En medio de un bosque de La Paloma Francis Batista -38 años, primer récord nacional de apnea en una de las modalidades de profundidad- enseña técnicas de buceo en apnea a alumnos de su escuela, Freedive La Paloma. Cuando la clase empieza, se sienta al frente y comienza a decir frases e indicaciones que los alumnos siguen con movimientos suaves: “Respiración diafragmática, lenta y pasiva. Inhalo. Exhalo. Levanto la glotis. Tapo fosa nasal izquierda. Quedo en retención. Suave. Oxígeno. Libero toxinas”. “Son ejercicios en tierra que permiten mejorar la práctica en el agua. Se van aprendiendo de a poco. Permiten entender la respiración y la fisiología del cuerpo para desarrollar la apnea de manera más consciente y más disfrutable”, dice Francis.
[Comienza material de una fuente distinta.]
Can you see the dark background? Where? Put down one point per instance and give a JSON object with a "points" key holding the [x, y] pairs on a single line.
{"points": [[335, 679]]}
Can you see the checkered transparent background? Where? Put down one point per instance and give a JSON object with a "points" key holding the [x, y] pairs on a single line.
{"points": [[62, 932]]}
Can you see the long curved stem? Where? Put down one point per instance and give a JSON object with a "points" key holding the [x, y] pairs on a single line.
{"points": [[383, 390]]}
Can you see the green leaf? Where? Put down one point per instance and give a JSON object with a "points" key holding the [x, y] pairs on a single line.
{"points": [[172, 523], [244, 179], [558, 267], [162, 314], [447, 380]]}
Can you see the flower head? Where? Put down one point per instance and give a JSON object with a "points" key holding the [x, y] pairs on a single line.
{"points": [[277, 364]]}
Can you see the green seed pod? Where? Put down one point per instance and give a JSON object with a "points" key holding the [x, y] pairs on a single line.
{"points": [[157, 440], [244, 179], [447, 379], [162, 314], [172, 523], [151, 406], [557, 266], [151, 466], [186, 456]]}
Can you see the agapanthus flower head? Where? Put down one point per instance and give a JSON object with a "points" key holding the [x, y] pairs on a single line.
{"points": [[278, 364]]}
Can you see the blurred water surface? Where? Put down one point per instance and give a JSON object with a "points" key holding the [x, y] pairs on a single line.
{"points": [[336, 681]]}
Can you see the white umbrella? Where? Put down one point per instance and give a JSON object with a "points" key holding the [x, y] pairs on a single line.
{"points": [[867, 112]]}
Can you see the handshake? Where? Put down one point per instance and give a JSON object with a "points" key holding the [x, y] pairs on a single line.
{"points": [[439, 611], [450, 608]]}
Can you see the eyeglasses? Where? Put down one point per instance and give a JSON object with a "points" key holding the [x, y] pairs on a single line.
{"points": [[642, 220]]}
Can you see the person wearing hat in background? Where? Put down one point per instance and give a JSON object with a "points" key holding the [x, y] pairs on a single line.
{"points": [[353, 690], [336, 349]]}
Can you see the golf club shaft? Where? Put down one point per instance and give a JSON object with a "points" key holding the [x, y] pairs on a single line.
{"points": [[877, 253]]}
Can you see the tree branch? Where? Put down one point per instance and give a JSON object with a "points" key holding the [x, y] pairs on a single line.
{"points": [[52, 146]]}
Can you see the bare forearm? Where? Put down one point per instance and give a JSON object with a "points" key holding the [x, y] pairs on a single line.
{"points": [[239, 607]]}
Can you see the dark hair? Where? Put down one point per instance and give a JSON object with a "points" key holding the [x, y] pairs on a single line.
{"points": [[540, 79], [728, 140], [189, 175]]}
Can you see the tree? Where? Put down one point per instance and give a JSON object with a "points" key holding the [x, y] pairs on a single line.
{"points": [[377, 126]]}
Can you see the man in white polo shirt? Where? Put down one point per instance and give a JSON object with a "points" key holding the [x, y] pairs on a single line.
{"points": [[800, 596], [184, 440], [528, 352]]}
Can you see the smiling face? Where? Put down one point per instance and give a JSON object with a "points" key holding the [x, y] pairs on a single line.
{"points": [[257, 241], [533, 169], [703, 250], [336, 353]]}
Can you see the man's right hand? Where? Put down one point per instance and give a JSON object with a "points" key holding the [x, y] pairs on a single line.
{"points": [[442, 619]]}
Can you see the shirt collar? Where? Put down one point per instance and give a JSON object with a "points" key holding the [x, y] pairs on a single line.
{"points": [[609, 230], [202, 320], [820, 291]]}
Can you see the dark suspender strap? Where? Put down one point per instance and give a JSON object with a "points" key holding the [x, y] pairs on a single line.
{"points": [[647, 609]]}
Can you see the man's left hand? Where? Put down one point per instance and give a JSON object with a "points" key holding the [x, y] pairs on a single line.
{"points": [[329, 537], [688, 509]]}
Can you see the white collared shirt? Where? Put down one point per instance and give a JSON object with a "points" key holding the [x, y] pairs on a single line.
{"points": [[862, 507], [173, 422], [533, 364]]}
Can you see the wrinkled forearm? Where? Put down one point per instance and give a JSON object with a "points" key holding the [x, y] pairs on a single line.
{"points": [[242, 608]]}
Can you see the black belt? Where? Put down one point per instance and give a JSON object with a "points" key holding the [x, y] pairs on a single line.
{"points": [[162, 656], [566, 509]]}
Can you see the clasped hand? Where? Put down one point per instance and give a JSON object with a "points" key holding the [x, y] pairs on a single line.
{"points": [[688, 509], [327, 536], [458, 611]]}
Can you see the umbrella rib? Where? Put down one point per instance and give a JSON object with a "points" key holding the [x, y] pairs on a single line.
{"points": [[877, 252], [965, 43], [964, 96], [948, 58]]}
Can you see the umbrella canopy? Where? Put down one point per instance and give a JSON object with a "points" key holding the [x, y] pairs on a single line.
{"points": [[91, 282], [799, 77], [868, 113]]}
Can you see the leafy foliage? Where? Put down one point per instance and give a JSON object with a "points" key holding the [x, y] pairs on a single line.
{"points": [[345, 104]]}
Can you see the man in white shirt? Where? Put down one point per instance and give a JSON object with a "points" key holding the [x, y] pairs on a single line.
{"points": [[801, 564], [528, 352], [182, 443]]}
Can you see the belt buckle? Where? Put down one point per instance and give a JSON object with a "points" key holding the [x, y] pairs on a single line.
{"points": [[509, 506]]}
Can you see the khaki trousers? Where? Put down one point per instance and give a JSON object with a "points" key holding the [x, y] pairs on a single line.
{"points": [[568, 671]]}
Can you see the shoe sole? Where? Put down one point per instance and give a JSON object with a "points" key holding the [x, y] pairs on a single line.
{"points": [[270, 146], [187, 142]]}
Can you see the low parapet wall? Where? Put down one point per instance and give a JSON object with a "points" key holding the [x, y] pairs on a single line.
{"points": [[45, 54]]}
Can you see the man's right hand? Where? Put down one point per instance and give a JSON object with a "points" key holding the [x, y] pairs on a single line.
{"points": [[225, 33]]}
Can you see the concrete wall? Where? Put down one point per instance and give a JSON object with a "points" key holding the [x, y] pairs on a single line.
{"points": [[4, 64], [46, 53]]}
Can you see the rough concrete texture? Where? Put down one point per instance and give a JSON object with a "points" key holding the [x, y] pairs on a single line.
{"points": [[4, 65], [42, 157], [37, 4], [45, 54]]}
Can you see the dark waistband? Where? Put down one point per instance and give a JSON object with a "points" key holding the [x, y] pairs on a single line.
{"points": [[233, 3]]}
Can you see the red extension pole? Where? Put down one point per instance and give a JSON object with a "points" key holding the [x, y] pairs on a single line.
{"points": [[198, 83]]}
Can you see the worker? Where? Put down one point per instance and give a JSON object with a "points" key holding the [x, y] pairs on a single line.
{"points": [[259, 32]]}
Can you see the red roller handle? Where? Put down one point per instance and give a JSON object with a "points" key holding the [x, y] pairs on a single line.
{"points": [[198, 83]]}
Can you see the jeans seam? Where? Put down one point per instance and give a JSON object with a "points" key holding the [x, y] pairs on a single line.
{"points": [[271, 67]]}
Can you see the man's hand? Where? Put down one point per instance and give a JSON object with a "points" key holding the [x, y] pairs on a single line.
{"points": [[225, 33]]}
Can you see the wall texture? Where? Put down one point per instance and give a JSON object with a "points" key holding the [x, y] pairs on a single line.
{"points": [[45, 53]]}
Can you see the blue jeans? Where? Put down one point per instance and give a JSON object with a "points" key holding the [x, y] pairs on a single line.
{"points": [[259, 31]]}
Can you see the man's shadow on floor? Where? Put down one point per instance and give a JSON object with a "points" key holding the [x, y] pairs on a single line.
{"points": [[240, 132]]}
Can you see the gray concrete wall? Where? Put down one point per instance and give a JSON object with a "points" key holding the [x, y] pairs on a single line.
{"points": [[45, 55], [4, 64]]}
Hasta el 2010 nunca había buceado en apnea. Ese año, un grupo de amigos que hacían pesca submarina lo invitaron a participar. “Me gustó pero me di cuenta de que había mucha falta de conocimiento sobre cómo contener la respiración bajo el agua. Tomé un curso, me cautivó y ahí arranqué con la apnea. En 2018 logré uno de los primeros récords nacionales en profundidad en el Nirvana Ocean Quest de Colombia”, agrega.
¿Qué se siente bajo el agua? “Es muy personal. Es un deporte que se desarrolla totalmente en conciencia con la naturaleza y con uno mismo. Cada emoción, cada sensación está relacionada con algo interno. Retener la respiración te hace ir hacia adentro. La respiración es fundamental para la existencia, y la apnea trabaja mucho con eso. Iniciarse en la vida es iniciarse en la respiración. Conectar con ese mundo líquido es regresar al vientre materno: buscar esa primera respiración, volver a nacer”.